I'm reading Linear Models with R, 2nd Ed., by Julian Faraway, and he says something puzzling in Chapter 4 on page 51:
There are two kinds of predictions made from regression models. One is a predicted mean response and the other is a prediction of a future observation. To make the distinction clear, suppose we have built a regression model that predicts the rental price of houses in a given area based on predictors such as the number of bedrooms and closeness to a major highway. There are two kinds of predictions that can be made for a given $x_0$:
- Suppose a specific house comes on the market with characteristics $x_0.$ Its rental price will be $x_0^T\beta+\varepsilon.$ Since $E\varepsilon=0,$ the predicted price is $x_0^T\hat\beta,$ but in assessing the variance of this prediction, we must include the variance of $\varepsilon.$
- Suppose we ask the question - "What would a house with characteristics $x_0$ rent for on average?" This selling price is $x_0^T\beta$ and is again predicted by $x_0^T\hat\beta$ but now only the variance in $\hat\beta$ needs to be taken into account.
Note: I think it only fair to ignore the distinction between selling and renting. That distinction is not the author's main point, here, clearly.
Another note: As this is not a homework problem, I am going to leave off the self-study
tag.
Final note: this question says nothing about "forecasting", so the questions on Stats.SE concerning forecasting are not relevant.

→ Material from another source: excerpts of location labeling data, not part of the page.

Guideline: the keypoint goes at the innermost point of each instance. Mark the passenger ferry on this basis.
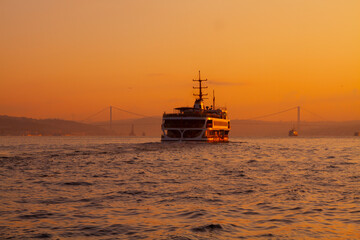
(197, 123)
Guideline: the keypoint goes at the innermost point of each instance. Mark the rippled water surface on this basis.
(139, 188)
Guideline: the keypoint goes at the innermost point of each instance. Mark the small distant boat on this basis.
(293, 133)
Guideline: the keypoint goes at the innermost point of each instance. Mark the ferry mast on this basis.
(200, 95)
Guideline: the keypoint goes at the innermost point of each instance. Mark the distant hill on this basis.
(21, 126)
(253, 128)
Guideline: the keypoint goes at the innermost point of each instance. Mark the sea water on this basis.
(140, 188)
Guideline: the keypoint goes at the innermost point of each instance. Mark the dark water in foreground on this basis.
(139, 188)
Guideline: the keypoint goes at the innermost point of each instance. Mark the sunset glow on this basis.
(70, 59)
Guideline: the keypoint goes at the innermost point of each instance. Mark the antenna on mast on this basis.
(200, 87)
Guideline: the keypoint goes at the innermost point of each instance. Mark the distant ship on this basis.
(197, 123)
(293, 133)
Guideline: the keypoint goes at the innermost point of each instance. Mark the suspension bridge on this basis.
(110, 112)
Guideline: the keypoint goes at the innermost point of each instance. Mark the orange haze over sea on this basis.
(70, 59)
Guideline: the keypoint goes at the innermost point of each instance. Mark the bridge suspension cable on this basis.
(317, 115)
(110, 109)
(137, 114)
(95, 114)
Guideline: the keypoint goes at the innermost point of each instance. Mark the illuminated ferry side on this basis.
(197, 123)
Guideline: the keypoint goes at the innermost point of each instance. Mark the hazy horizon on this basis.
(69, 60)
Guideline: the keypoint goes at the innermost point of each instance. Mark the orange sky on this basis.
(69, 59)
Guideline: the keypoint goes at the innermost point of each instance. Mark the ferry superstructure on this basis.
(197, 123)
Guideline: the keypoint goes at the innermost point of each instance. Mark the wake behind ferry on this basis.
(197, 123)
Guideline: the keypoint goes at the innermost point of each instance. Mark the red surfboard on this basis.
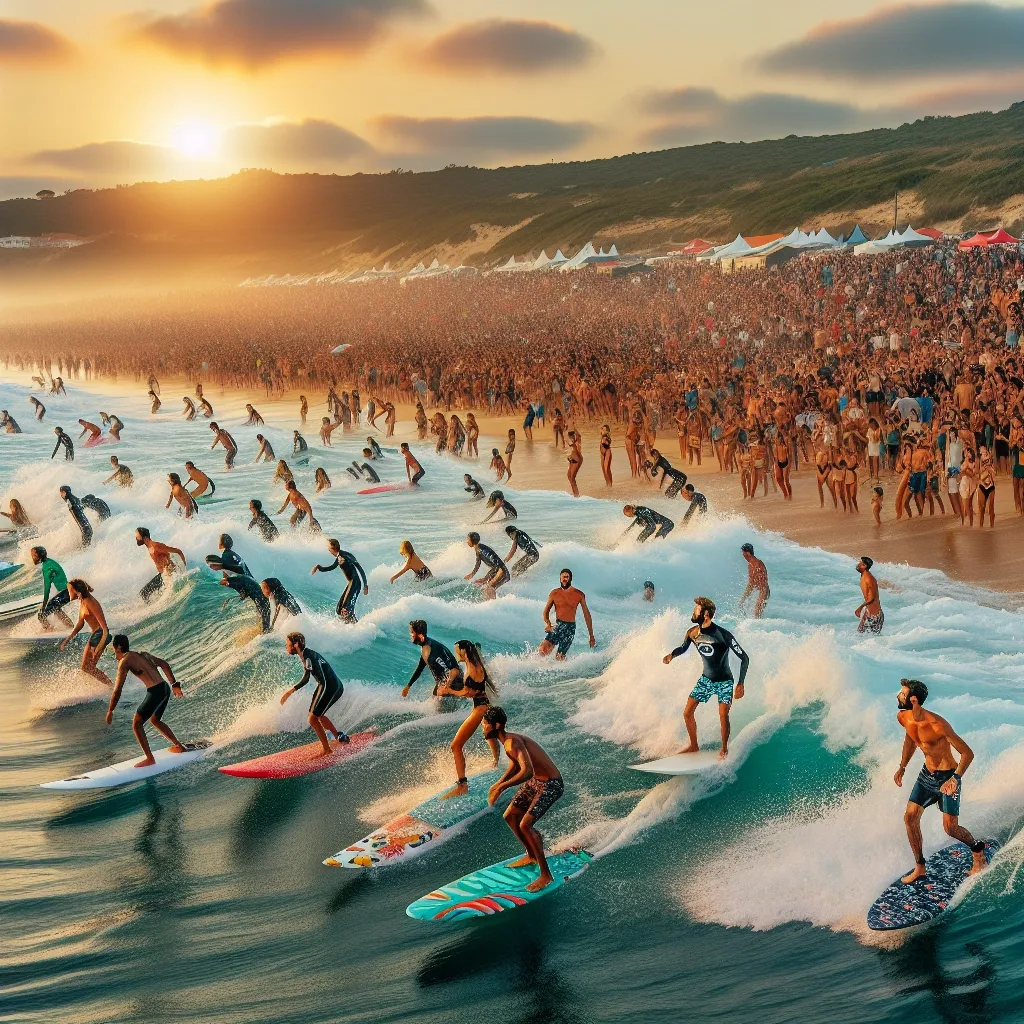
(300, 760)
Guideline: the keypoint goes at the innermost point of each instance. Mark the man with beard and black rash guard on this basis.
(262, 521)
(442, 664)
(714, 644)
(497, 573)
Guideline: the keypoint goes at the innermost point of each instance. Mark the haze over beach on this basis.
(427, 414)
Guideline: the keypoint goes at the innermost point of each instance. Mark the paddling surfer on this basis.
(147, 669)
(939, 780)
(540, 785)
(329, 689)
(564, 599)
(714, 644)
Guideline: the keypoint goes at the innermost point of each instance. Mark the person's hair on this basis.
(496, 716)
(915, 688)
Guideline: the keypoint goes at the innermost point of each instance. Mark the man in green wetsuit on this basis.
(53, 577)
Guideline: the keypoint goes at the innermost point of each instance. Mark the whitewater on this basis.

My Question: Why can we ignore the variance of $\varepsilon$ in the prediction-of-mean problem (2.), but not the prediction-of-future-observation problem (1.)? I'm also not entirely sure I understand the difference between these two predictions. If you could please clarify that difference, I would be most grateful.
[EDIT] Apparently, predicting a future value corresponds to a prediction interval, while predicting a mean value corresponds to a confidence interval.